In 2014, thousands of ordinary men and women self-deployed into eastern Ukraine to fight against a Russian-backed insurgency. Without military training, they “abandoned everything they knew to fight for their homeland, their fellow citizens, their civil rights and their vision for a life free from government corruption,” writes Blatty in her artist statement. Now, as the war enters its sixth year, the 2014 volunteers who took on the most violent period of the conflict, are confronted with a different type of battle. Blatty captures the solders as they consider how to “abandon a war when it’s still ongoing,” and how to “begin the process of healing and reintegration when their comrades are still taking up arms and dying a six-hour train ride away.”

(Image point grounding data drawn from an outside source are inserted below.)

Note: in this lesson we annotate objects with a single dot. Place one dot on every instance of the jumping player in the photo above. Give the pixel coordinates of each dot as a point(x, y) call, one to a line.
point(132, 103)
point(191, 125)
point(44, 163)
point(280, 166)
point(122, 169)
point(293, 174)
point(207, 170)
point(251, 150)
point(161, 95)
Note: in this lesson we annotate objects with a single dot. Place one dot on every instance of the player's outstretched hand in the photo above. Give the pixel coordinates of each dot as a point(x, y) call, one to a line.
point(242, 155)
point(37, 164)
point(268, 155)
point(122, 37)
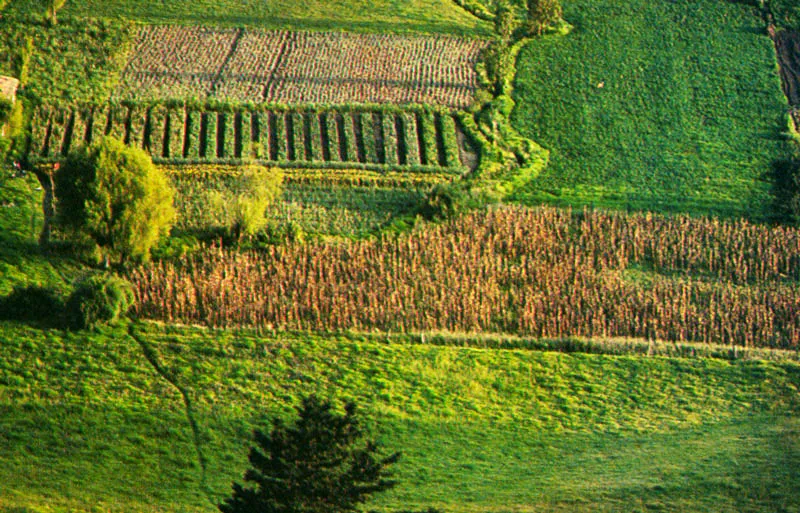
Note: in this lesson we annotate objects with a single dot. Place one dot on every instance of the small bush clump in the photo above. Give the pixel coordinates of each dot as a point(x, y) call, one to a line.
point(99, 300)
point(32, 303)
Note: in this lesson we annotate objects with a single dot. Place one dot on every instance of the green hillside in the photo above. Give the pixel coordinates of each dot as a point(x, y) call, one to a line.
point(89, 423)
point(655, 105)
point(382, 15)
point(661, 105)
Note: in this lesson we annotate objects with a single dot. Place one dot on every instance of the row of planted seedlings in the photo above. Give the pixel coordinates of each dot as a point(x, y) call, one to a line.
point(412, 137)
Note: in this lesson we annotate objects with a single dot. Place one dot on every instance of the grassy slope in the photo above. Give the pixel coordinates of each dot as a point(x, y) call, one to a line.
point(21, 261)
point(654, 105)
point(361, 15)
point(86, 421)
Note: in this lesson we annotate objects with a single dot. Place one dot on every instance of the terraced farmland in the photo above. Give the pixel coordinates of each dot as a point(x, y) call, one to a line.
point(411, 139)
point(300, 67)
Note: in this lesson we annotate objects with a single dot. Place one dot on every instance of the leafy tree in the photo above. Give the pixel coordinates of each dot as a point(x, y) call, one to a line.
point(258, 189)
point(52, 8)
point(318, 465)
point(543, 14)
point(115, 196)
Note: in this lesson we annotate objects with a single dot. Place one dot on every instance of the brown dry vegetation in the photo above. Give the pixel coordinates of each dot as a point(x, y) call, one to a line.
point(537, 272)
point(300, 67)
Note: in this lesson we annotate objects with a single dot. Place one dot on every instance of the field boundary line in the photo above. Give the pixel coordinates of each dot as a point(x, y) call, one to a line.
point(152, 357)
point(287, 35)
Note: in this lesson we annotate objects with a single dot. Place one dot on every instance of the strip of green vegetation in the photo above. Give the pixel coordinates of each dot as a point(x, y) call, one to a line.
point(376, 16)
point(78, 60)
point(343, 211)
point(657, 105)
point(87, 420)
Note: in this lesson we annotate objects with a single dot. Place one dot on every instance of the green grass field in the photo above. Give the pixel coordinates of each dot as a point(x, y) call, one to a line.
point(375, 16)
point(88, 423)
point(660, 105)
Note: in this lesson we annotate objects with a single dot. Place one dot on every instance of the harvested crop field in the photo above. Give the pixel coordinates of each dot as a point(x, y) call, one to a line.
point(300, 67)
point(541, 273)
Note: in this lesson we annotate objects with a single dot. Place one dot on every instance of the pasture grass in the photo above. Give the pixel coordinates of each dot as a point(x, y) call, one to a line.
point(433, 16)
point(76, 61)
point(22, 262)
point(87, 422)
point(670, 106)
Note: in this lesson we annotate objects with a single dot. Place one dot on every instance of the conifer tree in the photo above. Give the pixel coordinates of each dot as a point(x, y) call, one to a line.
point(318, 465)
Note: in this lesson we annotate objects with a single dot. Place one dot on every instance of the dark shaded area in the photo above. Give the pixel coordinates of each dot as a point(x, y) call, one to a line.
point(787, 47)
point(402, 144)
point(786, 191)
point(34, 304)
point(380, 138)
point(325, 140)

“The answer to most of these questions,” writes Blatty, “is that they cannot.”
Many soldiers remain on the frontline, unable to find their place within the “peace-life” and unable to walk away from a purpose for which they have lost so much. Physical and psychologic injuries aside, a large number of the original volunteers remain undocumented for their participation in the war and cannot achieve “combat participant status,” a label that would grant access to a veteran support system, though severely underequipped and underfunded.

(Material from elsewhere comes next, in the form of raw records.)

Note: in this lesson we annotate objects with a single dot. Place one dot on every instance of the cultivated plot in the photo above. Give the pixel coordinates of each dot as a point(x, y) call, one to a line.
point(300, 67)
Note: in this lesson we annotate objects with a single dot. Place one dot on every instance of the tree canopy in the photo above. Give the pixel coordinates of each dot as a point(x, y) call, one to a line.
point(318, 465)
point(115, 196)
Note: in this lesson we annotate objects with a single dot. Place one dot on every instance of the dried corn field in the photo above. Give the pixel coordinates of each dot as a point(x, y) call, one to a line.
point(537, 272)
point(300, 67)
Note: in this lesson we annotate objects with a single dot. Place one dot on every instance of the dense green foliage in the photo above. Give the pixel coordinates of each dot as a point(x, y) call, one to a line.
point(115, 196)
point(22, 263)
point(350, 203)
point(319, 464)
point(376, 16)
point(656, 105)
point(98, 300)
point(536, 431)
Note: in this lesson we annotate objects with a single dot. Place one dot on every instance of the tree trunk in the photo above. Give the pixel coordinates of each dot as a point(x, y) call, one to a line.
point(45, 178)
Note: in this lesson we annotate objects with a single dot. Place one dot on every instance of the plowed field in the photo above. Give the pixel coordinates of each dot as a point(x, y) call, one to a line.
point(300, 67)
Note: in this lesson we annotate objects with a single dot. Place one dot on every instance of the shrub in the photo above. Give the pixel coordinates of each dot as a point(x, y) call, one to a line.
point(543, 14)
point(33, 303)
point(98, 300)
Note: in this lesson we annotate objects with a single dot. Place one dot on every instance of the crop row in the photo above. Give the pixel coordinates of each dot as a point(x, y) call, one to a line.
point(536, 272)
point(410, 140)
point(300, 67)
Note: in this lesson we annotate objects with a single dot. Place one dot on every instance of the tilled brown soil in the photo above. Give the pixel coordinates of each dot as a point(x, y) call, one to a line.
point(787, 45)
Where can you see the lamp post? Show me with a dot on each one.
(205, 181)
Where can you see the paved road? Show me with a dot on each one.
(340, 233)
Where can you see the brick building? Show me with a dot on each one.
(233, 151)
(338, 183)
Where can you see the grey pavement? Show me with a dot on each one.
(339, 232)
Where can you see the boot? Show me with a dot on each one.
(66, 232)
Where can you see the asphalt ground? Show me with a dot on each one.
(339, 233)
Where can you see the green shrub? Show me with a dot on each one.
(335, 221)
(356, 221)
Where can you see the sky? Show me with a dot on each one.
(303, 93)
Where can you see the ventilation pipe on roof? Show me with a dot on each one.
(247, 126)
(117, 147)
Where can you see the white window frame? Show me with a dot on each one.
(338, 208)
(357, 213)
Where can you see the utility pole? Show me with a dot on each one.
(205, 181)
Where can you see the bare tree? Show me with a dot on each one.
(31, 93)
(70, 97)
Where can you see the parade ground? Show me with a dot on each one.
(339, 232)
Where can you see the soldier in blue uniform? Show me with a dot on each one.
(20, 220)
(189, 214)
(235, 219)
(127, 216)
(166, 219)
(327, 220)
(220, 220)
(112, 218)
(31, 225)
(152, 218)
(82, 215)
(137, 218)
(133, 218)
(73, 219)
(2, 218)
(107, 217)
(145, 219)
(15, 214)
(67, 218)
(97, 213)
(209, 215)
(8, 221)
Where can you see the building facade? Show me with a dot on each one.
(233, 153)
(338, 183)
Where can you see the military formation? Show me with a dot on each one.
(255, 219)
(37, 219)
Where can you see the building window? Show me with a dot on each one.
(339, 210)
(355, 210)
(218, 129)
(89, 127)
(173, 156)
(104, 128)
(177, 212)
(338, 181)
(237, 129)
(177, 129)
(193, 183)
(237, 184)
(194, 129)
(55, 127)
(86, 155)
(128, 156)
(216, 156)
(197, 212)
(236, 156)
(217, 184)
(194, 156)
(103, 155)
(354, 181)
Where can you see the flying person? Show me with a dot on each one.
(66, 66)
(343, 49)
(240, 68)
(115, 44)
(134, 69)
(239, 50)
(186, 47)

When Blatty went to Ukraine, drawn by the community soldiers create, she intended to “document and preserve a form a patriotism” far from her own reality of fighting wars. “I live in a world that revered my patriotism for deploying into Afghanistan months after 9/11. But how was I a patriot for simply doing what Uncle Sam told me to do, under contracted obligation?” asks Blatty. A year into the project, Blatty realized what was at stake was much more than historic preservation. She writes of the soldiers, “Their stories need to be told now more than ever, because their stories are so very far from over.”